Forced to abandon a key IT system and to shake up its accounting procedures, the group unveiled a new drive to secure "the re-establishment of high-quality business processes and optimal service levels" after losing several key contracts in the US, and additionally in Europe.
The costs of its re-engineering, and of the lost business, saw the group reverse its operating profits of €125 million in 2002 to losses of €51.2 million in 2003.
Sales fell by 14.7 per cent to €2.4 billion, from €2.8 billion, depressed additionally by the disposal in late 2002 of the Leerdammer cheese business to Fromageries Bel.
Meanwhile, costs were inflated by €57.1 million in exceptional charges, relating almost entirely to the North American Tree of Life unit that has long been Wessanen's weakest.
The group took a write-off of €28m against its troublesome ERP (Enterprise Resource Planning) computer system, introduced in 2002.
"After a computer analysis in the second quarter of 2003 we decided that we would write off the ERP software that had been causing us difficulty since its introduction in 2002. Wessanen has dealt with the problem and expects no further negative impact on forthcoming quarters," said Wessanen's communication manager Alttla Van Stee.

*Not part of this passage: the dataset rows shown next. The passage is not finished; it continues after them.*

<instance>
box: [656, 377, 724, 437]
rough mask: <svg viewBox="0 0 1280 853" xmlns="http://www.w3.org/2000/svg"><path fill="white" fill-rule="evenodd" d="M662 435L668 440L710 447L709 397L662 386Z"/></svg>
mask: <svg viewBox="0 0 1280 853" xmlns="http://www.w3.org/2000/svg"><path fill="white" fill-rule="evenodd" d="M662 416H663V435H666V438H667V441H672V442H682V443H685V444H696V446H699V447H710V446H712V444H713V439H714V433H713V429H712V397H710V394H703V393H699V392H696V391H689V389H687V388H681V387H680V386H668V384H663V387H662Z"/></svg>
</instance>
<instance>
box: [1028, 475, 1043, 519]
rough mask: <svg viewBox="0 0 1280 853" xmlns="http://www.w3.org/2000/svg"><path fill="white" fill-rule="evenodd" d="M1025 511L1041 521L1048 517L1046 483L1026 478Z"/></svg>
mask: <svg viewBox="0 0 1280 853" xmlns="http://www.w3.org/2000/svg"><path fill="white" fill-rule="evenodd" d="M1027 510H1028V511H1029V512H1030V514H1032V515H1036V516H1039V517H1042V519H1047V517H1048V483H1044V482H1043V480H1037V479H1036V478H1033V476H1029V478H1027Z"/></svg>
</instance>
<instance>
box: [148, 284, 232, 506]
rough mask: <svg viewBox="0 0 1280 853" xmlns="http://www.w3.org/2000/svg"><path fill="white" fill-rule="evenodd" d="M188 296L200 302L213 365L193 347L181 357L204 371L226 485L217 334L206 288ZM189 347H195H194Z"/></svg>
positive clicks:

The investigation of Wessanen's accounting practices, instigated after a €14 million adjustment to the balance sheet in the second quarter, cost the group a further €5.5 million, while costs related to Operation Phoenix, the new restructuring programme which has already led to the loss of 300 jobs in the US, reached €28 million.
On the sales side, Tree of Life NA lost contracts with supermarket chains Albertson's and HEB, and saw its agreement with health food retailer Wild Oats cancelled in October.
The European business fared somewhat better, despite losing a contract to supply GNC stores and feeling the effects of a price war in the retail market. Its resilience was due in part to the consolidation into the European Tree of Life business of Natudis, a Dutch health foods distributor - following the increase of Wessanen's stake in Natudis from 41 to 70 per cent in January 2003.
However, the company reported that moderate growth in Europe and the restructuring of its US operations would now have a positive impact on its results for 2004.
Wessanen's restructuring drive, Operation Phoenix, is set to generate over €100 million in annualised cost savings by the end of 2004.
At the same time, the company will focus increasingly on strengthening its position in those health markets where the growth prospects were strongest, the company's new chief executive Ad Veenhof told Wessanen shareholders late last year.
This would involve a renewed emphasis on the group's branded business and the introduction of premium ranges, he said.
Wessanen's brands include Bjorg, Gayelord Hauser and Tartex, as well as Tree of Life. These are now expected to account for 50 per cent of total sales by 2007.
The company also said yesterday it had appointed Alec Covington, a former chief executive of Americold Logistics, to head Tree of Life in the US, replacing Rick Thorne, who is retiring.